Many people worry that face recognition is intrusive, but wild animals seem to find it bearable.
What’s new: Melanie Clapham at University of Victoria with teammates of the BearID Project developed a model that performs face recognition for brown bears.
How it works: BearID recognizes individual bears with 84 percent accuracy. It comprises four components: bearface, bearchip, bearembed, and bearsvm.
- Bearface detects bear faces. It’s a variation on Dog Hipsterizer, an application that whimsically decorates pictures of pooches with eye glasses and mustaches, trained and tested on 4,675 photos of 132 bears.
- Bearchip reorients and crops the image.
- Bearembed generates a representation of the face. It’s a ResNet-34 adapted from the Dlib library. The authors trained it on cropped images from the training set to make features of the same bear similar and features of different bears dissimilar.
- Bearsvm, also adapted from Dlib, labels the representation as an individual. It’s a linear SVM trained using features generated by Bearembed and ID labels in the training set.
Behind the news: Face recognition systems have been built for a growing number of non-human species, including chimpanzees, lemurs, and pandas.

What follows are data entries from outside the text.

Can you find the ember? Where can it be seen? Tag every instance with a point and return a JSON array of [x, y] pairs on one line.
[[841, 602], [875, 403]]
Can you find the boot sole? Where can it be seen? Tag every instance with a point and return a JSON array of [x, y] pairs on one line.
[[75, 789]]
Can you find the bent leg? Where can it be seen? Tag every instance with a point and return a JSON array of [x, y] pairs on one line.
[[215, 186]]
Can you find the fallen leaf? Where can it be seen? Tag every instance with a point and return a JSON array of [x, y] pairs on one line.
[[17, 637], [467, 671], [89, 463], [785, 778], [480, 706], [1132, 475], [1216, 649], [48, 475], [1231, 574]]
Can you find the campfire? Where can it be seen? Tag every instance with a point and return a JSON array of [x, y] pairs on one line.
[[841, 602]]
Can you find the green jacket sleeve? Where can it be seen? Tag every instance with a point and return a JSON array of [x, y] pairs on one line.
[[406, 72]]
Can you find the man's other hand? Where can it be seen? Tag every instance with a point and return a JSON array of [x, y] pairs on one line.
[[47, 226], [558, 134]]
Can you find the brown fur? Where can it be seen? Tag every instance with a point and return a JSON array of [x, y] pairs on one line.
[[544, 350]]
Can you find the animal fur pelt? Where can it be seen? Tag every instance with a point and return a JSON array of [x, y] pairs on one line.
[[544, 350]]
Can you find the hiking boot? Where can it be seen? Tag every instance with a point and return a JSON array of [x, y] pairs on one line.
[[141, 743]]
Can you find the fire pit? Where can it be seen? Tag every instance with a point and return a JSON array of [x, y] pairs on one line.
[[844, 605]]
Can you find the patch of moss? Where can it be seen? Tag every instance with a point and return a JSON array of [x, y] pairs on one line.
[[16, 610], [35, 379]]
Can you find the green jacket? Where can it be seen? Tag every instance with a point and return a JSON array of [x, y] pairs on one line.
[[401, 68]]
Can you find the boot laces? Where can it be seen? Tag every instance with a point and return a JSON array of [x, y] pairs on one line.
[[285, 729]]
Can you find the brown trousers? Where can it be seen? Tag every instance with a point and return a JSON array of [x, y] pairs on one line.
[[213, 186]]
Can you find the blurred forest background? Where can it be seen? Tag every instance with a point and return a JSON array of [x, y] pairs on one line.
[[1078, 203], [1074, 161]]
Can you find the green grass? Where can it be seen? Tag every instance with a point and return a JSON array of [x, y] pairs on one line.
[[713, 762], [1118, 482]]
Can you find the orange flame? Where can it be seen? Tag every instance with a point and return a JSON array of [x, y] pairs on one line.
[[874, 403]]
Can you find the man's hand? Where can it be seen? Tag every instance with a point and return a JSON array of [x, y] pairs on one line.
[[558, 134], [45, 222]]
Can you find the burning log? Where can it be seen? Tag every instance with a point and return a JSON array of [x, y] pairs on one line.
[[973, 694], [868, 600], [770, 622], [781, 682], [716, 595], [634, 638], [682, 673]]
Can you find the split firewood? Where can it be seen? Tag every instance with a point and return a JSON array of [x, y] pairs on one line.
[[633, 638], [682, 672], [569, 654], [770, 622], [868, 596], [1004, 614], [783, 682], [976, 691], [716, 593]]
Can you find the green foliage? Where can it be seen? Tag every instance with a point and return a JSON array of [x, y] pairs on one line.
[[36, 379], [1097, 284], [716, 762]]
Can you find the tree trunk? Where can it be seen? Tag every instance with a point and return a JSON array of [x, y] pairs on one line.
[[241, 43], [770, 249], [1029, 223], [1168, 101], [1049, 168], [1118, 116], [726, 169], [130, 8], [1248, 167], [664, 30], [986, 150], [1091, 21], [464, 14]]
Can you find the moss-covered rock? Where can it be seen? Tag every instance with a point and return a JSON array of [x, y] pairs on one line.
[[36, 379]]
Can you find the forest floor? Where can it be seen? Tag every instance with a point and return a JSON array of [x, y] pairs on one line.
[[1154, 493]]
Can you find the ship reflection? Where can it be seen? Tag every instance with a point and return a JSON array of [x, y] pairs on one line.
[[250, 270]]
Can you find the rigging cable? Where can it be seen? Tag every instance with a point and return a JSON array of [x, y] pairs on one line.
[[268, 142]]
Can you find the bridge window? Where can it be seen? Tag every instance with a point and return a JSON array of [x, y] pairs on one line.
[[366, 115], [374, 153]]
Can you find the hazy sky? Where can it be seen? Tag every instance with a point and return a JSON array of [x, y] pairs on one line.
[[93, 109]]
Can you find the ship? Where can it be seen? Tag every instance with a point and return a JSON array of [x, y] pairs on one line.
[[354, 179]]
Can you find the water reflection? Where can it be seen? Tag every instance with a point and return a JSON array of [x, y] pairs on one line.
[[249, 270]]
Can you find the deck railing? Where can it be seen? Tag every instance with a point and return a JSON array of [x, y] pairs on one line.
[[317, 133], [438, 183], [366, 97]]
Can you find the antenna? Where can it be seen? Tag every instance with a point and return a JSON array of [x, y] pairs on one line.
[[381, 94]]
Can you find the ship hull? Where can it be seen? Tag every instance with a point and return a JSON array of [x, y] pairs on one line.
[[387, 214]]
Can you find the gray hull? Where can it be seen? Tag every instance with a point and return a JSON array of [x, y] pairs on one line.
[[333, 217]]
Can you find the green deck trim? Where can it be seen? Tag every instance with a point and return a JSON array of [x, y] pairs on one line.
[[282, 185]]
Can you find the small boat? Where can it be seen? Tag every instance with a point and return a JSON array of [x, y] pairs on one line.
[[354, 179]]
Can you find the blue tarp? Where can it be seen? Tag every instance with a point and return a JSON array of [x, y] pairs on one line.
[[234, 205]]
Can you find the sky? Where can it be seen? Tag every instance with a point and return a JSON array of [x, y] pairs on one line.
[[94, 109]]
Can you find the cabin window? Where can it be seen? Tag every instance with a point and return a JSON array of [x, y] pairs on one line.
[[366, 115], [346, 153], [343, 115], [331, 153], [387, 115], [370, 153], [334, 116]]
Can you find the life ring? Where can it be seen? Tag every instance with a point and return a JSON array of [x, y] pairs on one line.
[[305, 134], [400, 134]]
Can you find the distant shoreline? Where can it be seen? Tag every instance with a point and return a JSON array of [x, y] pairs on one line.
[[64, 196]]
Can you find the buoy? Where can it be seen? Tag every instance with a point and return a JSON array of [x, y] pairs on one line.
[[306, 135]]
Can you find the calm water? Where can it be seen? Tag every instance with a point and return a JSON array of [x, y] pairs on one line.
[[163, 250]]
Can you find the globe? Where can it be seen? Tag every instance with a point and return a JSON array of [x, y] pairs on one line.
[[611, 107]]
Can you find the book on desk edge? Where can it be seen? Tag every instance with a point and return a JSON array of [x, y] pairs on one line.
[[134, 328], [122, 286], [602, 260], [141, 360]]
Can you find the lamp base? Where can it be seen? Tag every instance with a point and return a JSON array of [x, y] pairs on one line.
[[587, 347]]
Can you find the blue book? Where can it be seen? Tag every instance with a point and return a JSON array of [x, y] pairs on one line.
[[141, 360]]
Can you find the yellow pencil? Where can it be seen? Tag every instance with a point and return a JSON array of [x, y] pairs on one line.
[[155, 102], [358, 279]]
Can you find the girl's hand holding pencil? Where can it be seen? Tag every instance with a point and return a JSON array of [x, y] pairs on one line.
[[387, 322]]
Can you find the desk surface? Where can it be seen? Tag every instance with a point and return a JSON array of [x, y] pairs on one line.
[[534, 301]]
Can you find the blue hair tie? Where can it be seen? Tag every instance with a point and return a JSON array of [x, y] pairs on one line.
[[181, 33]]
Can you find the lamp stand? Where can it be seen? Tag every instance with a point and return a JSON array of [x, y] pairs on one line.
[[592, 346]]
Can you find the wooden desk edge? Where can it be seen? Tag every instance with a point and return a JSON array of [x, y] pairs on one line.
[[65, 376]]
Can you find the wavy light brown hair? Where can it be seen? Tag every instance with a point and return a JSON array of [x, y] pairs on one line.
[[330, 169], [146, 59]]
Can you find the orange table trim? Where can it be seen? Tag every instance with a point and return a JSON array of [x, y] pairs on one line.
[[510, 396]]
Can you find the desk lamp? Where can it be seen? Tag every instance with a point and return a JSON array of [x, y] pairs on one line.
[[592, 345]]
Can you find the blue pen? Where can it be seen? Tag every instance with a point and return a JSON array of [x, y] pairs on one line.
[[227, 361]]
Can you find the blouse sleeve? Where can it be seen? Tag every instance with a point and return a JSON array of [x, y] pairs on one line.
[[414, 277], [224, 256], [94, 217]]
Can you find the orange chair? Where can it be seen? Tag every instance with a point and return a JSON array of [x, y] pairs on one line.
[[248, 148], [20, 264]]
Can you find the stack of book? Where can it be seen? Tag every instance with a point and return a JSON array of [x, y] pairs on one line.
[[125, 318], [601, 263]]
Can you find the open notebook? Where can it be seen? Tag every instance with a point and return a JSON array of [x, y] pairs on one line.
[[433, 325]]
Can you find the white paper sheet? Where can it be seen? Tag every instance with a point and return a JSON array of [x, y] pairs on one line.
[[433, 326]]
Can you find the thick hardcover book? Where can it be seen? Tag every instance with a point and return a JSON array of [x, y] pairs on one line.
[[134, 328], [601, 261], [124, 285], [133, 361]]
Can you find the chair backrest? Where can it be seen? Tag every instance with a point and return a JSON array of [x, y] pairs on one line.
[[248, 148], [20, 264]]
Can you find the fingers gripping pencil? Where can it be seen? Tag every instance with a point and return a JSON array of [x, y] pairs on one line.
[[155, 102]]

Why it matters: By providing a low-cost way to track individual animals, apps like BearID could help researchers and conservationists map habitats for protection and monitor the health of animal populations. Clapham has been experimenting with the model in the field, and the team hopes to pair it with camera traps, which would allow researchers to monitor large wild populations.
We’re thinking: We’re so impressed, we can bearly contain our appaws!